It is not only the working class, as the prime minister mentioned, who have the perception that all their demands must be met. He made the point that rights must be accompanied by obligations and that too many of our people are prone to forget that part of the bargain. Unfortunately the rulers too can be tarred with the same brush. Being at the serving end of the national exchequer, they have been liberal with the gravy on their own plates as the people are very well aware. The political and bureaucratic establishments are better able to satisfy their own demands, without trade union action, as pensions for parliamentarians with only five years service amply demonstrates.
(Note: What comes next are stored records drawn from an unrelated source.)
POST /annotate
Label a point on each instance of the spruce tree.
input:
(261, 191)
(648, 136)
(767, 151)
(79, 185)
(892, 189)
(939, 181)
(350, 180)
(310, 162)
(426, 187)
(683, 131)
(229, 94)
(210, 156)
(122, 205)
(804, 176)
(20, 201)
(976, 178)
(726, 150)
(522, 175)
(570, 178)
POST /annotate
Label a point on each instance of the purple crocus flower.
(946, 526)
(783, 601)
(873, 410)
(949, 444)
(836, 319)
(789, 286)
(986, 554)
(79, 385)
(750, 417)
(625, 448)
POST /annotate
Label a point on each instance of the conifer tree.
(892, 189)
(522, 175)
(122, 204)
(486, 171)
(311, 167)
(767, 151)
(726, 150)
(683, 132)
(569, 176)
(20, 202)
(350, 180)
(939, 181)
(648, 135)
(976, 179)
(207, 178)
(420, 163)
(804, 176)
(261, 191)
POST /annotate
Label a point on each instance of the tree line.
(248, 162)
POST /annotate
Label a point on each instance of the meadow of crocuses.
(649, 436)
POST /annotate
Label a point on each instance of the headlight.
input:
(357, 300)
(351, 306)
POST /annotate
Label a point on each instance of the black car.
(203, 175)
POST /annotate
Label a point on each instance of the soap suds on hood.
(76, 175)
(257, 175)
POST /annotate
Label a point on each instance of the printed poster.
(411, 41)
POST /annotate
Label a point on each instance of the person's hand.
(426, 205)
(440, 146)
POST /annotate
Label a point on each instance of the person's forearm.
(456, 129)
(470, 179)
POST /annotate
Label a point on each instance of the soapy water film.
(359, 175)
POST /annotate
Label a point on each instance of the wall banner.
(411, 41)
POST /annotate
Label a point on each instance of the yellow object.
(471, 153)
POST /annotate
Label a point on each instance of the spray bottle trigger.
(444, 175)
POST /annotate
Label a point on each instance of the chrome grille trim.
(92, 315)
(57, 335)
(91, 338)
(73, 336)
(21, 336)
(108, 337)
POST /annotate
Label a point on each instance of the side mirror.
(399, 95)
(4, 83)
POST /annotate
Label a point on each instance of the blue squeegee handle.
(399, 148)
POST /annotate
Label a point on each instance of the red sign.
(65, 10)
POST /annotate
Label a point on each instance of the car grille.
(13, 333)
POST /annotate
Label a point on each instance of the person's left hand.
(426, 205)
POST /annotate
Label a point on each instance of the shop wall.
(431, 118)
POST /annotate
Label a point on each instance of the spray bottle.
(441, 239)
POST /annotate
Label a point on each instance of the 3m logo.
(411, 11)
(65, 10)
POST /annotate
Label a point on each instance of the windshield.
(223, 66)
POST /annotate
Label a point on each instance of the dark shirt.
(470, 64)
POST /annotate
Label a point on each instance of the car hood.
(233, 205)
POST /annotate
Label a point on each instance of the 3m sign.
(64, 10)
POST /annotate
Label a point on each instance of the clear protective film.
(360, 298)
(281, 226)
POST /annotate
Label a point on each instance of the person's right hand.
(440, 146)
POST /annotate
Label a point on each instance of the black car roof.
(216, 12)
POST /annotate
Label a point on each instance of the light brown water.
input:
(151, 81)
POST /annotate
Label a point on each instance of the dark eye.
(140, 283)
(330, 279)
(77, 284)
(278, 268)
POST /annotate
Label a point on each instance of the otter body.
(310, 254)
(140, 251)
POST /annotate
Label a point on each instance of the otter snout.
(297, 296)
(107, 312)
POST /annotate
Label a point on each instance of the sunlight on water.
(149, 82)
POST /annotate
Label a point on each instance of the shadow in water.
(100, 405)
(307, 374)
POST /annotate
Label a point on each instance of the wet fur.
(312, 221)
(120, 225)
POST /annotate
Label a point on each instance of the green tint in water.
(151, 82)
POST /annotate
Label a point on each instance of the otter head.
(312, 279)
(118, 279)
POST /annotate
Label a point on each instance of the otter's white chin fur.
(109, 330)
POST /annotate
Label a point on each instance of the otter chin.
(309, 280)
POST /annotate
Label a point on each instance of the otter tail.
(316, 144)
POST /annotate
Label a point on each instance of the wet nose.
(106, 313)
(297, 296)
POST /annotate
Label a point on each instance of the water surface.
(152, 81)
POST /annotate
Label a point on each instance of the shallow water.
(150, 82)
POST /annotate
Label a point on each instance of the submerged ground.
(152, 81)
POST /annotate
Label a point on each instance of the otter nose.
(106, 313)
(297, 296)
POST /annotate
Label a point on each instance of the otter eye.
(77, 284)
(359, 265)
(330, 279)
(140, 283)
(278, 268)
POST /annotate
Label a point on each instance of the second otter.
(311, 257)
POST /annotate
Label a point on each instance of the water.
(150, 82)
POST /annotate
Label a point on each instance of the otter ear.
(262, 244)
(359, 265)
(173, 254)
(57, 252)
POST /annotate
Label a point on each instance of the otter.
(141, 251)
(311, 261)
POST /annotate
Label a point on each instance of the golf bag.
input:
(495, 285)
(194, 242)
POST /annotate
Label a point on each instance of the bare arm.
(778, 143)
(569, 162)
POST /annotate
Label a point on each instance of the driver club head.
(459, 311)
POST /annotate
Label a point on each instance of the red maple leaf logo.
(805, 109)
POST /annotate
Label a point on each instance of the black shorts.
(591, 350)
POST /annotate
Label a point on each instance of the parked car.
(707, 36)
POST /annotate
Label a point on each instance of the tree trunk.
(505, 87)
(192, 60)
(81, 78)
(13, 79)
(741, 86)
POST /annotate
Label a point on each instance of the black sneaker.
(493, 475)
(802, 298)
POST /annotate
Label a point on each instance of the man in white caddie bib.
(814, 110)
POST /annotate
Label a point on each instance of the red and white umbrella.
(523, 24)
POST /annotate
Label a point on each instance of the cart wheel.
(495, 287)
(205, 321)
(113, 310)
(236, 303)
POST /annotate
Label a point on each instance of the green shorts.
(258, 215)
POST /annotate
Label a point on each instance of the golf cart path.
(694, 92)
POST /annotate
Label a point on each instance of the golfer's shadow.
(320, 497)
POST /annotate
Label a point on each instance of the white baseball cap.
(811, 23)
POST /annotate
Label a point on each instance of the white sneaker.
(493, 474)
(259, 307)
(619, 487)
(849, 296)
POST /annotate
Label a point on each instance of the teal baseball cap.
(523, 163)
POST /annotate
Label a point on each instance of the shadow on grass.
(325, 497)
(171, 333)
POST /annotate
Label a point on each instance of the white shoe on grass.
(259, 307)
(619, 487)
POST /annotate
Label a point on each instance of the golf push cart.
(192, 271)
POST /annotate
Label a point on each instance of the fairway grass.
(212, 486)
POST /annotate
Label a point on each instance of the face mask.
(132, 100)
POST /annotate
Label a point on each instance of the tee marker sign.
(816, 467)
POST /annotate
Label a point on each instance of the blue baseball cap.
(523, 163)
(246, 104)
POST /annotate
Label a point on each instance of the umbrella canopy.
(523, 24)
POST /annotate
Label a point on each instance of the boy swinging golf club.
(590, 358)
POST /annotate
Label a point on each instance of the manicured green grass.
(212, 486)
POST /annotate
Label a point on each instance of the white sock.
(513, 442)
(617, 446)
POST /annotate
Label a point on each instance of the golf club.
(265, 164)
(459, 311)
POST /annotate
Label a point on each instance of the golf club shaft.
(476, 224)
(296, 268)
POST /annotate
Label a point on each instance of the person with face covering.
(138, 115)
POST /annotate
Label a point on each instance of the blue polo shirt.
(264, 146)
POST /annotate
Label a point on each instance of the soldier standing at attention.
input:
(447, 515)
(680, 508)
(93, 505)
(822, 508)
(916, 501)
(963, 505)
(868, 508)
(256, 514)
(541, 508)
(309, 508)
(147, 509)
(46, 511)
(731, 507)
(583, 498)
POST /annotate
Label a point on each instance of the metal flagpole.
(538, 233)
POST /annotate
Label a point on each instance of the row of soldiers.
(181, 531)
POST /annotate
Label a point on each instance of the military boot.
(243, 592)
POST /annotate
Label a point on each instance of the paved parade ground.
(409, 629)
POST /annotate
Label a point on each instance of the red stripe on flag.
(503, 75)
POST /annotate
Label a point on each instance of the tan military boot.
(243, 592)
The bald truth is that standards of governance are deteriorating and becomes worse with every succeeding government. Discipline has to be restored in all areas of activity right from the top to the bottom. There has to be a consciousness among everybody that the country is on a downward slide along the Gadarene slope. The people will be as disciplined as their leaders are. If policemen are left to do their jobs without political interference, law and order in the country will surely improve from the despicable depths to which they have slumped. There must be no patronage in the appointments and transfers of policemen and the service will be all the better for it. It is the disciplined politician who backs the impartial policeman and keeps partisan lackeys at more than an arms length.
If the prime minister said that the government intends putting "the house" in order soon with regard to discipline, and if that would include its own house, we would have got off to a useful start. If Balapatabendi Jr. is withdrawn from the Basnayake Nilame stakes, that would be a fine example of the top imposing discipline upon itself.